Once completed, he disclosed, the canvassing of the next presidential and national elections by May 2028 can be conducted within the specially built function halls of the soon to rise Comelec complex. This means, he added, the national canvassing will no longer be done at the Philippine International Convention Center along Roxas Boulevard in Pasay City.

The Comelec is currently leasing three floors of the seven-storey Palacio del Gobernador in Intramuros, Manila. The Palacio is owned by the Office of the President. The other Comelec offices are renting spaces in the Shipping Center Bldg. at Andres Soriano St., and in the Red Cross Bldg. in Gen. Antonio Luna St., all located in Intramuros as well as the Comelec NCR office at P1 Bldg. at Bgy. Greenhills in San Juan City.

A case in point, he cited, he crosses the street at least five to ten times a day from the Comelec spokesman’s office at the Shipping Center Bldg. to attend meetings at the Palacio located across from his place of work.

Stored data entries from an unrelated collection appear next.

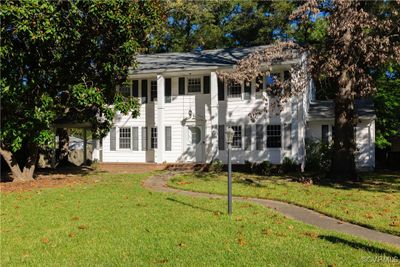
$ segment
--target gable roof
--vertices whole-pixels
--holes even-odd
[[[188,53],[158,53],[138,55],[138,68],[133,73],[156,73],[180,70],[227,68],[238,60],[272,45],[246,48],[225,48]]]
[[[354,102],[356,114],[360,118],[375,118],[372,99],[356,99]],[[335,104],[333,100],[313,101],[308,110],[310,120],[324,120],[335,118]]]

The Comelec has been renting also warehouse spaces for the repository of its ballot boxes, vote counting machines (VCMs), and other election-related equipment in Sta. Rosa, Laguna; Sta. Mesa, Manila; and in Mindanao Avenue in Quezon City. Laudiangco justified the urgency of the passage into law of the “Comelec Integrity Act” that would enable the government to save around P169 million in the annual budget for office space rental payments.

The building complex is the seeming lynchpin of the proposed “Comelec Integrity Act” that they are asking the present 19th Congress to pass into law, at least before the holding of the next elections in our country by May 2025. Laudiangco disclosed the proposed “Comelec Integrity Act” is among the wish list of legislative measures they submitted to President Ferdinand “Bongbong” Marcos Jr. (PBBM) at the end of the three-day summit.

However, the proposed “Comelec Integrity Act” is not mentioned among the administration’s priority bills and neither in the common legislative agenda of the Legislative-Executive Development Advisory Council (LEDAC). The proposed bill has been re-filed on Oct.12 last year under Senate Bill 1384 authored by Senator Ramon “Bong” Revilla Jr.

According to Laudiangco, the Comelec has been actively engaged with the Technical Working Group (TWG) in both chambers of the 19th Congress that have been handling bills on electoral reforms pending in various stages of the legislative mills. Currently enjoying their one-month recess, our lawmakers will resume sessions on May 8 this year.

The Senate and the Lower House will adjourn sine die their first regular sessions in June 2 this year. They will start the second regular sessions on July 24. By then, PBBM will deliver his next state of the nation address to spell out his new legislative priorities.

“At the summit, President Marcos mentioned to chairman Garcia it’s about time for the Comelec to have independence,” Laudiangco recalled.

Laudiangco believes the passage into law of the proposed “Comelec Integrity Act” would provide the “milestone of independence” of the poll body. If approved into law, he explained, this would protect them from the undue pressure, interference, and other unscrupulous antics by politicians trying to gain leverage, most especially from the local poll officers of the Comelec.

But counting on the proposed “Comelec Integrity Act” is not the be-all or the end-all to cure the various gaps and loopholes in the Omnibus Election Code and other existing election laws in the Philippines.